SuaraJogja.id - Ada cara unik yang dilakukan oleh masyarakat Kalurahan Nglindur, Kapanewon Girisubo, Gunungkidul untuk mengusir virus Covid-19 dari wilayah mereka. Warga menggelar tradisi rasukan dan upacara Buang Sukerto, sebuah upacara tradisi yang digelar untuk membuang hal-hal negatif dari hidup mereka.
Masyarakat Kalurahan Nglindur memang tetap berusaha menjaga tradisi budaya salah satunya adalah rasulan. Sebenarnya, ada kekhawatiran jika rasulan tetap digelar meski Pandemk Covid-19 menjadi sarana penyebaran virus tersebut. Namun masyarakat tetap bersikeras menggelar prosesi rasulan meski dilakukan dengan prosesi yang lebih sederhana.
Lurah Nglindur, Supriyana mengatakan, perayaan rasulan di Kalurahan ini biasanya digelar dengan berbagai kemeriahan dan hiburan rakyat. Namun kali ini berbeda dengan tahun tahun sebelumnya hanya doa bersama sejumlah tokoh masyarakat dengan membawa berbagai makanan di tempat terbuka.

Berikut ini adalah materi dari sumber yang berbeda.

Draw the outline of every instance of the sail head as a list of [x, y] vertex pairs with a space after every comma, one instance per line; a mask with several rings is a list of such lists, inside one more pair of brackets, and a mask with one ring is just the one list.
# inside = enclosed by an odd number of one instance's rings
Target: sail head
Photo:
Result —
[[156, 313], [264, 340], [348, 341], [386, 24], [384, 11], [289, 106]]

"Alasannya agar mengurangi resiko penularan Covid-19,"ujar Supriyana, Minggu (11/10/2020) di sela acara.
Baca Juga:APK Dirusak, Tim Immawan-Martanty Lapor Ke Bawaslu Gunungkidul
Rasulan dan buang sokerto merupakan ungkapan rasa syukur warga menjelang musim tanam tiba dan membuang hal hal negatif di dusun tersebut agar terhindar dari berbagai penyakit dan mala petaka. Menurutnya, buang sokerto ini sebagai upaya warga masyarakat di Nglindur terhindar dari pagebluk termasuk Covid-19.
"Ini dilakukan agar tak tertular Covid-19, bukan hanya covid saja melainkan hal hal lainya juga,"tambah Supri.
Menurutnya, perayaan Rasulan tahun ini berbeda dengan tahun sebelumnya. Hiburan ditiadakan, tidak ada gelak tawa keluarga atau teman yang datang ke rumah yang merayakan rasulan. Kalapun ada jumlahnya hanya sedikit karena mesti memperhatikan protokol kesehatan.
Tak banyak pula sanak saudara yang berkunjung ke rumah untuk merayakan rasulan. Padahal sebelumnya tradisi ini menjadi sarana silaturohmi. Masyarakat biasa menyediakan berbagai jenis makanan untuk teman atau saudara yang datang.
"Biasanya Rasulan ini sudah seperti hajatan, seluruh warga masak banyak. Namun tahun ini masaknya lebih sedikit, karena untuk hantaran ke saudara, dan kenduri saja," Ungkapnya.
Baca Juga:Ada Isu Tsunami 20 Meter, Wisatawan ke Pantai Gunungkidul Susut 1000 Orang
Upacara kenduri pun dilakukan di tempat terbuka, lanjut Supri, mengingat upacara tradisi ini tidak bisa menghitung siapa saja yang datang sehingga lebih efektif agar dapat menjaga jarak aman dilakukan di pinggir jalan.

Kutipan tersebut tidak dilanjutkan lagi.